Human-centered design means starting with empathy and understanding that what’s mathematically optimal may not always be what’s emotionally reassuring or practically useful. For example, people navigating benefits enrollment might prioritize predictability over theoretical savings. Survey data supports this: Nearly 80 percent of employees say they’d be more engaged in benefits selection if they had year-round access to guidance. This suggests that people don’t just want automation. Instead, they want clarity and ongoing support. Good design respects those nuances.
It also means recognizing that trust isn’t just about the quality of recommendations. It’s also about how transparently they’re delivered. Users need to understand why the system is suggesting a particular option, especially in high-stakes areas like healthcare coverage or retirement planning.
Ethics as a Product Feature, Not a Footnote
One way to think about embedded fiduciary ethics is as a core product feature. Just as fintech platforms advertise speed, simplicity or personalization, they should also prioritize fairness, clarity and user-first outcomes as competitive advantages.

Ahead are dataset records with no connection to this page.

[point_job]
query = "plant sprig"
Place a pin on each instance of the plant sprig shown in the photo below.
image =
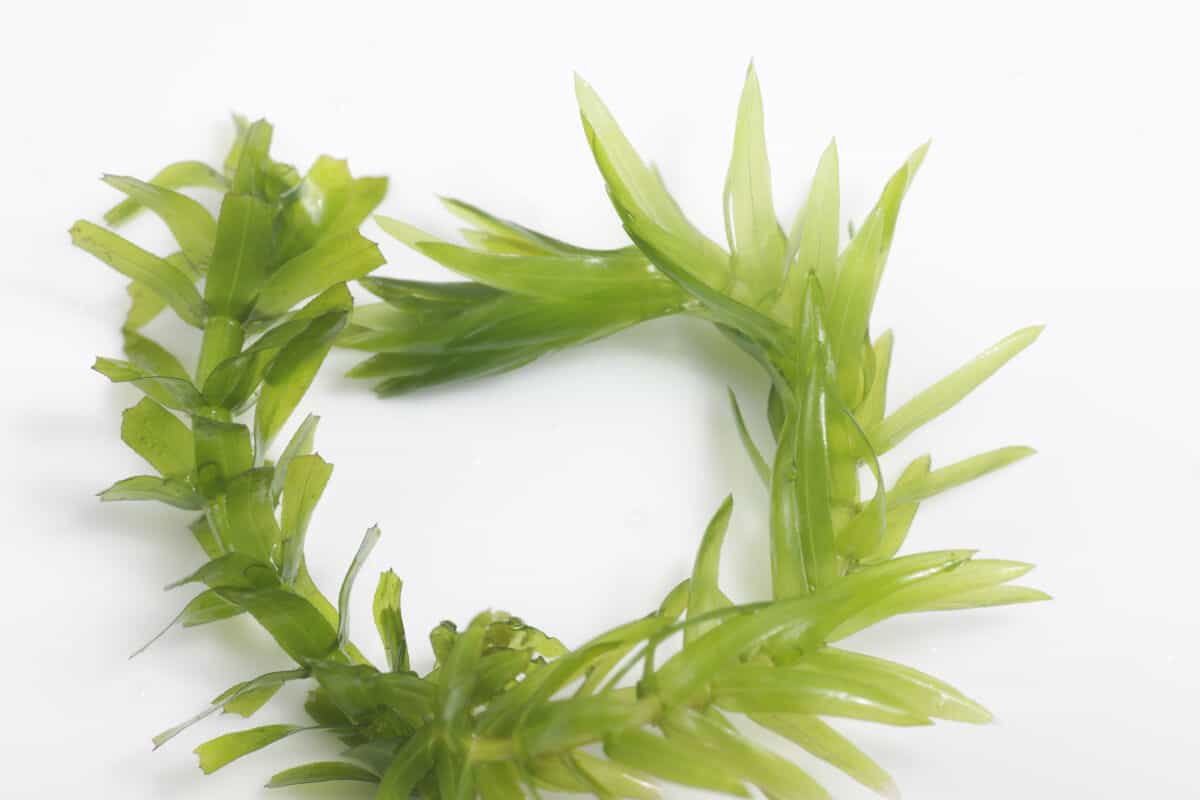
(507, 710)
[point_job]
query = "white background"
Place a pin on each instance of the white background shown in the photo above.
(1061, 188)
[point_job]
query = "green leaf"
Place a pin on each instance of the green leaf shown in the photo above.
(453, 295)
(671, 761)
(322, 773)
(231, 695)
(756, 241)
(390, 621)
(222, 451)
(756, 458)
(208, 607)
(153, 358)
(637, 192)
(777, 776)
(816, 737)
(333, 260)
(618, 781)
(947, 477)
(795, 624)
(576, 721)
(157, 275)
(232, 570)
(291, 374)
(343, 596)
(235, 379)
(251, 527)
(217, 752)
(250, 703)
(151, 487)
(900, 516)
(253, 162)
(407, 769)
(293, 621)
(813, 241)
(859, 271)
(459, 675)
(202, 609)
(159, 437)
(498, 781)
(307, 476)
(240, 258)
(300, 444)
(766, 689)
(918, 692)
(948, 391)
(803, 554)
(870, 411)
(183, 174)
(543, 276)
(329, 200)
(705, 590)
(144, 306)
(961, 584)
(190, 222)
(985, 597)
(223, 337)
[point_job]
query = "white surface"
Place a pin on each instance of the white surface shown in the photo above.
(1061, 188)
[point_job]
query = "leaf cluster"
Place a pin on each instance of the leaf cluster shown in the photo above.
(508, 711)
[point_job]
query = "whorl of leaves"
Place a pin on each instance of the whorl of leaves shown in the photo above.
(508, 711)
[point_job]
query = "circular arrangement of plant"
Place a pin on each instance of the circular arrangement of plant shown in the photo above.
(507, 710)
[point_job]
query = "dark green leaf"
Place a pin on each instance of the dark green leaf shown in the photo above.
(222, 451)
(250, 516)
(300, 630)
(343, 596)
(231, 695)
(253, 163)
(300, 444)
(291, 374)
(407, 769)
(190, 222)
(157, 435)
(157, 275)
(183, 174)
(751, 449)
(337, 259)
(233, 570)
(151, 487)
(307, 476)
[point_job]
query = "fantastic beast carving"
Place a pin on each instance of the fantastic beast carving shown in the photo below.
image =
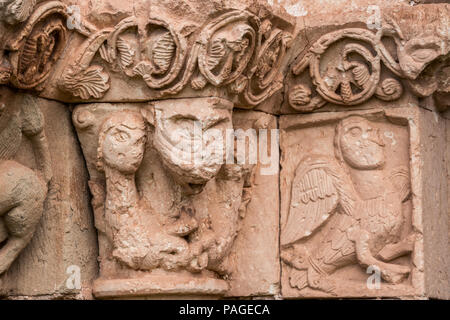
(366, 205)
(22, 190)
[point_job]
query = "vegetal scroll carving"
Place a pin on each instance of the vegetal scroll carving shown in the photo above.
(167, 60)
(355, 75)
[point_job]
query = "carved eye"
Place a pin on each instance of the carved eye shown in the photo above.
(422, 54)
(355, 131)
(121, 136)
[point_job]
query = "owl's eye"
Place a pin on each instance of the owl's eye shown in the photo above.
(121, 136)
(355, 131)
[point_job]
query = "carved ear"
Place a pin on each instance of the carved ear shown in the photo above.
(149, 114)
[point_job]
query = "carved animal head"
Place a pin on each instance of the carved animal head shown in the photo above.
(191, 139)
(358, 143)
(121, 142)
(5, 71)
(419, 52)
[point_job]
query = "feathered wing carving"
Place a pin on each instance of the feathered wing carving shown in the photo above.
(400, 178)
(320, 185)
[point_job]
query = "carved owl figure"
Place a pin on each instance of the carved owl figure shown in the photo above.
(356, 204)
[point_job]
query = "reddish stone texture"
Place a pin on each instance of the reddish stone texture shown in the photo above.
(137, 112)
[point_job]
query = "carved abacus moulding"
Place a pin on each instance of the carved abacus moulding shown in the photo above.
(345, 67)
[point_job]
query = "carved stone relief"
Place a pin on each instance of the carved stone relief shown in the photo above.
(157, 91)
(23, 190)
(348, 205)
(153, 203)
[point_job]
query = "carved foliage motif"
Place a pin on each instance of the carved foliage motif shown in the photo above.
(354, 76)
(231, 50)
(34, 50)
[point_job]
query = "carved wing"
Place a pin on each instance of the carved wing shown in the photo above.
(319, 186)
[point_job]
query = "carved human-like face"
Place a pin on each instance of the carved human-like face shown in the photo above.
(191, 138)
(124, 143)
(361, 145)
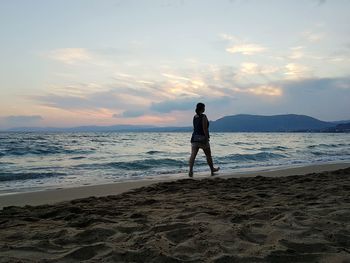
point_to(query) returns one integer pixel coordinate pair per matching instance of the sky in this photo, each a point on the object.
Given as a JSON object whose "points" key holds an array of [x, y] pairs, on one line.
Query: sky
{"points": [[67, 63]]}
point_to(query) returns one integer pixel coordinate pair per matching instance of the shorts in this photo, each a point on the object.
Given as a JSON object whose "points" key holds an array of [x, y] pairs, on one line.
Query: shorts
{"points": [[200, 145]]}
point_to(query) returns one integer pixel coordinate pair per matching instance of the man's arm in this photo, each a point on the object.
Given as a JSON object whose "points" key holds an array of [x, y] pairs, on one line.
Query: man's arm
{"points": [[205, 126]]}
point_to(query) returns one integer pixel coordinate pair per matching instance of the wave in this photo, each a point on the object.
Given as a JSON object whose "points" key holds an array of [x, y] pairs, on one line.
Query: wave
{"points": [[276, 148], [138, 164], [42, 150], [261, 156], [323, 145], [153, 152], [27, 176]]}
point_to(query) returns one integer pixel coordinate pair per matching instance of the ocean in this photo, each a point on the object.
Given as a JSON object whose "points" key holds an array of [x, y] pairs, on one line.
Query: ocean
{"points": [[39, 161]]}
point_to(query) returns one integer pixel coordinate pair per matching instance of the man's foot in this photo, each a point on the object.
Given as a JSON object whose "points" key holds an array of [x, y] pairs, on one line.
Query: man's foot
{"points": [[214, 170]]}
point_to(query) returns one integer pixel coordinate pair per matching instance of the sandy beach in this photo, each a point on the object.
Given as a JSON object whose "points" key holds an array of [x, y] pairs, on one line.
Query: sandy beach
{"points": [[290, 215]]}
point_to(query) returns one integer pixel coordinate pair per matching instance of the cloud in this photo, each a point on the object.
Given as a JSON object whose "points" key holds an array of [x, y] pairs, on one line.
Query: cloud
{"points": [[296, 53], [130, 114], [296, 71], [184, 104], [70, 55], [246, 49], [22, 120], [249, 68], [321, 2], [261, 90]]}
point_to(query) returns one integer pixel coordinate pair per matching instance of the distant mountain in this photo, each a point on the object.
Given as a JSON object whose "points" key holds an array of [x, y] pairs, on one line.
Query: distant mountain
{"points": [[275, 123], [343, 127], [235, 123]]}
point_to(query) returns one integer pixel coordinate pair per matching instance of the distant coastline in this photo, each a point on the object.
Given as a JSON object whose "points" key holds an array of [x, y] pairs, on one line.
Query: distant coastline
{"points": [[234, 123]]}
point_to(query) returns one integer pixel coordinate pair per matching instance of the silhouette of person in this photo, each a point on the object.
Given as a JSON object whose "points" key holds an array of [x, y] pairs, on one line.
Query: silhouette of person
{"points": [[200, 139]]}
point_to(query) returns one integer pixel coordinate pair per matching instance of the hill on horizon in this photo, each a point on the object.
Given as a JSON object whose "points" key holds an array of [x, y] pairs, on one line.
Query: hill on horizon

This is becoming a market expectation. Users increasingly understand that “free” services often come with hidden costs. Transparency about business models, meaning who pays and why, will be key to maintaining trust as AI-driven financial services scale.
Real-World Examples: What Good Looks Like
Examples of this shift toward ethics-driven design are emerging across the industry:
- Some benefits platforms now clearly explain why one health plan bundle is recommended over another, rather than simply presenting options.
- Investment tools increasingly highlight long-term risk and performance trade-offs, rather than pushing users toward higher-fee products.
- AI recommendation engines are being paired with explainability features, offering plain-language insights into what factors shaped a given suggestion.
And critically, some platforms are experimenting with agentic AI that comes with embedded user controls and override options, enhancing rather than removing autonomy.
These are small but meaningful steps in building a more ethical fintech ecosystem.
Preparing for the Future: Agentic AI and Beyond
Looking ahead, the industry faces new challenges and opportunities as fintech tools evolve. The rise of agentic AI means systems that don’t just offer choices but autonomously act on behalf of users.
Imagine a future where your retirement contribution automatically adjusts every month based on your spending patterns or where your benefits enrollment happens via natural language chat rather than a complex form. These innovations promise greater convenience and accessibility, but they also raise the stakes for ethical design.
When users delegate more control to AI, transparency, fairness, and human-centeredness become even more critical. That’s especially true as many workers are grappling with broader financial concerns: Recent data shows that 64 percent of respondents are worried about household financial resilience, and many report postponing major life milestones due to high out-of-pocket costs and confusing benefits decisions. Companies will need to invest in algorithmic explainability, clear user consent models and proactive monitoring to ensure outcomes remain aligned with user interests.
The Path Forward for Fintech
Fintech has the power to transform financial services for the better. But as the tools we build become smarter and more autonomous, our responsibility grows. Scaling financial guidance without embedded ethics risks eroding the very trust fintech is meant to build.
The future belongs to platforms that combine technological sophistication with human-centered values, balancing automation with accountability, speed with clarity, and personalization with fairness.
Financial guidance at scale doesn’t just need to be smart. It needs to be ethical. That’s the challenge — and the opportunity — that lies ahead.